Note: Your underbust and hip measurements are nearly as important as your waist measurement when it comes to corsets. It is vital that you take these into account when choosing a corset. As some of our corsets finish below your underbust and above your hip we tell you exactly where the measurement should be taken (ie, 4" up from your waist). Finally, be aware that the top and bottom corset measurement we provide are for the corset being entirely closed at the back. It is pretty standard to aim for a gap of 2".
Factors Affecting Your Corset Size
Our corsets come in reduced waist sizes 18" to 34" which roughly equals US dress sizes 4 to 14.
If you are a US dress size 4 you will have less body fat than if you are a US dress size 14, so it will be harder for you to immediately get a dramatic corseted shape. We recommend you stick with the sizing recommendations for each of our corsets, which can be seen by clicking the sizing tab at the top of each product description.
If you are a US 8-10 you should be able to get a great corseted shape, without too much effort and without worrying too much about flub at the top and bottom of the corset. Again, you need to go by our sizing recommendations. The only thing that might cause you difficultly is if you are very athletic and have a high muscle to fat ratio. Then, like your more slender friends, you will find it harder to waist train as muscle is far less squishy than fat.
If you are a US 12 or above, then you're in luck as fat is squishy and you'll be able to quickly tight lace yourself to create hourglass curves. You might want to go for a size smaller than stated as it's common for curvier girls to be able to reduce their waist by 6 or even 7 inches with one of our curvier corsets! However, please check the rib and hip measurements of our corsets before doing this as if they are too small for you, they will result in what can only be called, rather unglamorously, flub.
Underbust Corsets for Waist Training
If you are looking for a waist training corset then you need to be looking at an underbust corset. Underbust corsets start just beneath the bust and finish at various points on the hip, so only cinch your mid-section. Generally it's far easier to get a dramatic hourglass shape with an underbust corset, plus they're easier to stealth under clothing, and allow your body to move more freely. While we don't recommend our corsets for 23/7 waist training, they are suitable for day training, where you wear your corset for between 8 and 12 hours a day.

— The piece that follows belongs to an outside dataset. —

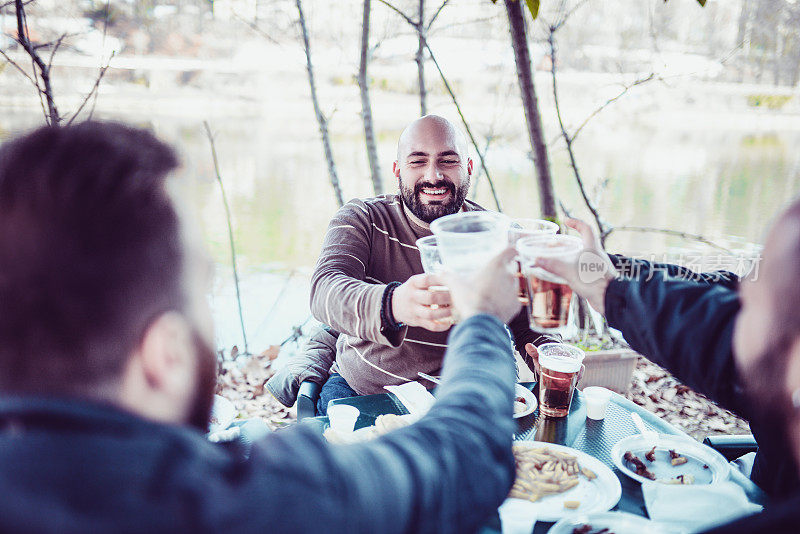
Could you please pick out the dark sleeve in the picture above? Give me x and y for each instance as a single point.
(446, 473)
(522, 335)
(634, 268)
(684, 326)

I Can Close My Corset, Now What?
Congratulations! Now you can close your corset and wear it closed, comfortably, all day you need to decide what to do next. Are you happy with the shape your corset gives you? If so, you've reached your goal! If not, then you need to start thinking about your next, smaller, corset.

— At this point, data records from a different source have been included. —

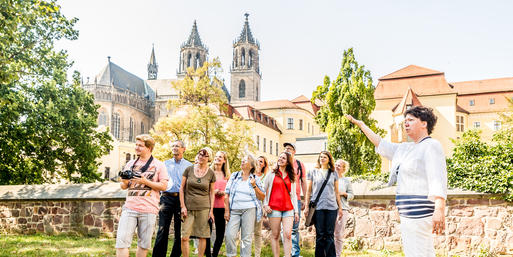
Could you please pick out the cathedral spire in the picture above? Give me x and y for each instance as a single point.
(194, 39)
(246, 36)
(152, 65)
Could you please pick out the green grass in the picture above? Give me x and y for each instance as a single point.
(62, 245)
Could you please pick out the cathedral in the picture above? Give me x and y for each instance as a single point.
(130, 105)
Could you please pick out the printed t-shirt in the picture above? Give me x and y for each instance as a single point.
(221, 186)
(280, 196)
(197, 190)
(140, 197)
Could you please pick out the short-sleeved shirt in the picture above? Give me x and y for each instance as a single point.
(328, 200)
(140, 197)
(175, 171)
(221, 186)
(422, 167)
(301, 176)
(280, 195)
(197, 190)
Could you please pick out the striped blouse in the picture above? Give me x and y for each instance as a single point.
(422, 175)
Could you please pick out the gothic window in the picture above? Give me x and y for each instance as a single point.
(198, 61)
(131, 130)
(250, 59)
(242, 89)
(243, 56)
(290, 123)
(116, 121)
(103, 119)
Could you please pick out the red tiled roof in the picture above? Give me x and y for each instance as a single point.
(409, 99)
(483, 86)
(411, 71)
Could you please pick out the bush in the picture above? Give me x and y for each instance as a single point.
(483, 167)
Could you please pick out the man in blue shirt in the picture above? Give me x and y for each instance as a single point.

But, hold on a minute. Say you've been wearing our Morticia Nouveau in a size 26", it's now fully closed and fits your curves perfectly. Common sense would lead you to think you now need the same corset in a 24" - but this is wrong as although the new corset will be 2" smaller on your waist, it will also be 2" smaller around your ribcage and hips which will make it too small at the top and bottom. In this case you need to go for one of our curvier Corsets which have more room in the ribcage and hip area. The obvious choice would be too choose our Extreme Morticia Nouveau in a size 24", as this corset has the ribcage and hip measurement of our Morticia Nouveauin a 26" but has an extra 2" skimmed from the waist.

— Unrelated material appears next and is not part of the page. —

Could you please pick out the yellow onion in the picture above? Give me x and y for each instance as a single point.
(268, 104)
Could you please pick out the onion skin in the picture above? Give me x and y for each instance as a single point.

Do I Need A Custom Corset?
You will need to look at investing in a custom corset if:
1. Your measurements do not match those of ready to wear corsets
2. You have been waist training for a while and now find that 'ready to wear' corsets don't offer the measurements you require
3. If you have been day training for a while and now plan to wear your corset for more than 16 hours per day
4. You have any medical condition that may be affected by wearing a ready to wear corset (ie, asymmetric hipbones)
Putting On A Corset
Breaking In Your Corset
The first time you try your corset on, it shouldn't close completely: if it does, it means it is too big for you. Your new corset might feel a little stiff, but should be comfortable and should fit well. While a corset will soften and mold to your curves after time (often called 'seasoning' or 'breaking in'), it will not completely change shape! While the top and bottom of the corset will pull in a little as you tighten the corset this is a slow process and you shouldn't have a lot of space at the rib and hip. You need to check at this early stage that the fit is good for you. You really should not have a gap at the back of more than 4 inches, even at the beginning, as waist training is a long and slow process.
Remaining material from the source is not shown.